The only reasoning, albeit inept, for the death penalty would be that it would deter violent crime and murder. But, since it was re-instated in 1976, there has been no significant evidence that the death penalty successfully hinders or decreases the amount of homicides in the U.S.. In fact, murder rates in states without the death penalty have a lower murder rate than states that do.

This is not to mention that the criminal justice system, despite its best efforts, is not infallible. According to the Death Penalty Information Center (DPIC), 142 death row inmates have been pardoned or acquitted of all charges before their determined execution because they were later found innocent. The DPIC also notes seven distinguishable cases where a prisoner was executed and later found innocent or they were not found guilty beyond a reasonable doubt including the 2011 execution of Troy Davis. Though there is not an overabundance of such cases, those seven people were given a finite conviction that could never be exonerated.

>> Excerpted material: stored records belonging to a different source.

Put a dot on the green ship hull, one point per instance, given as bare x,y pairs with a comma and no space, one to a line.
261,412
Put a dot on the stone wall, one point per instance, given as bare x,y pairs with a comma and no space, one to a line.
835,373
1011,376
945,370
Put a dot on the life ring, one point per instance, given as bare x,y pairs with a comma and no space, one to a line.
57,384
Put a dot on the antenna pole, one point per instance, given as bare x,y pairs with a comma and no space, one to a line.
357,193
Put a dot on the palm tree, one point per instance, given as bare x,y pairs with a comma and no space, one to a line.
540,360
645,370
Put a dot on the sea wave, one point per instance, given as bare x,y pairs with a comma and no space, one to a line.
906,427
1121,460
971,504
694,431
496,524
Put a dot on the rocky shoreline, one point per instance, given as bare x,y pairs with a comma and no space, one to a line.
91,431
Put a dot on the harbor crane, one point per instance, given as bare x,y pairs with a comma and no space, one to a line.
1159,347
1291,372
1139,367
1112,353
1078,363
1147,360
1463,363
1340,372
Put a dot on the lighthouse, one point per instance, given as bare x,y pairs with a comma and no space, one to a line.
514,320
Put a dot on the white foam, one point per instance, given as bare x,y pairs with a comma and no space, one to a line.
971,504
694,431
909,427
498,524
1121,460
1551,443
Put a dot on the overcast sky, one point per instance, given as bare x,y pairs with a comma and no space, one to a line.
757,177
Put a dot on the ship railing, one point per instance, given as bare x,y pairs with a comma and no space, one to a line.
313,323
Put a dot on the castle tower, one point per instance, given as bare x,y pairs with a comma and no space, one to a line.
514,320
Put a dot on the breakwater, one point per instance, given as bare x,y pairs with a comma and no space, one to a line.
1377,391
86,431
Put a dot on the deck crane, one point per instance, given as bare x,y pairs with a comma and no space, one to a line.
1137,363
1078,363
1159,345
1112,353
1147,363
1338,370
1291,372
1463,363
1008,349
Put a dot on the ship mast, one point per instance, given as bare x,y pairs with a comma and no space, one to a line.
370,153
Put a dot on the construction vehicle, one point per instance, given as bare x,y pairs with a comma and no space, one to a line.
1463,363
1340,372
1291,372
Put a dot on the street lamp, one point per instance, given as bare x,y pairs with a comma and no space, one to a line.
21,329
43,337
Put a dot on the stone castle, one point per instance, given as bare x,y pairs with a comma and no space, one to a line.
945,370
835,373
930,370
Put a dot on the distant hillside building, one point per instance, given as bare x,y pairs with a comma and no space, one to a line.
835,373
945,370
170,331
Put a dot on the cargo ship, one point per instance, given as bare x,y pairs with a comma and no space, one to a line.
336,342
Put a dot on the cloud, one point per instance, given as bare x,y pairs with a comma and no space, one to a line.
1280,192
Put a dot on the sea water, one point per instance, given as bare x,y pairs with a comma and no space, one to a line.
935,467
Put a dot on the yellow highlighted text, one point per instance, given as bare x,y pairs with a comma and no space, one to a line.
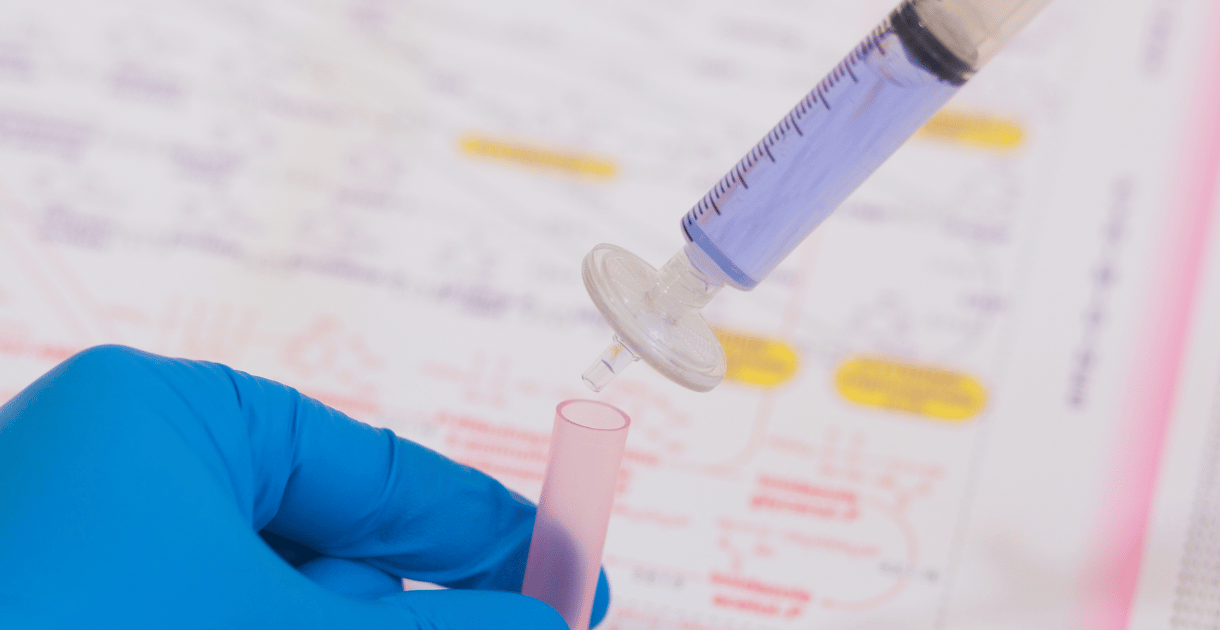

Capital punishment only makes the state just as bad as the criminals that they incarcerate. It does not bring peace to the victims or the victims family. The finality of capital punishment simply makes the problem go away, whereas, indefinite incarceration, would allow the state to work out any inaccuracies in the legal process and would allow a guilty criminal the right to rot in an eight-by-six foot prison cell, lingering in guilt until his or her life naturally ends.

What Bloodsworth and Maryland lawmakers have done is secure the sanctity of the justice system by ensuring that the state cannot be liable for taking an innocent persons life. The rest of the U.S. needs to follow Maryland and other prohibitionist states and stop fighting murder with murder.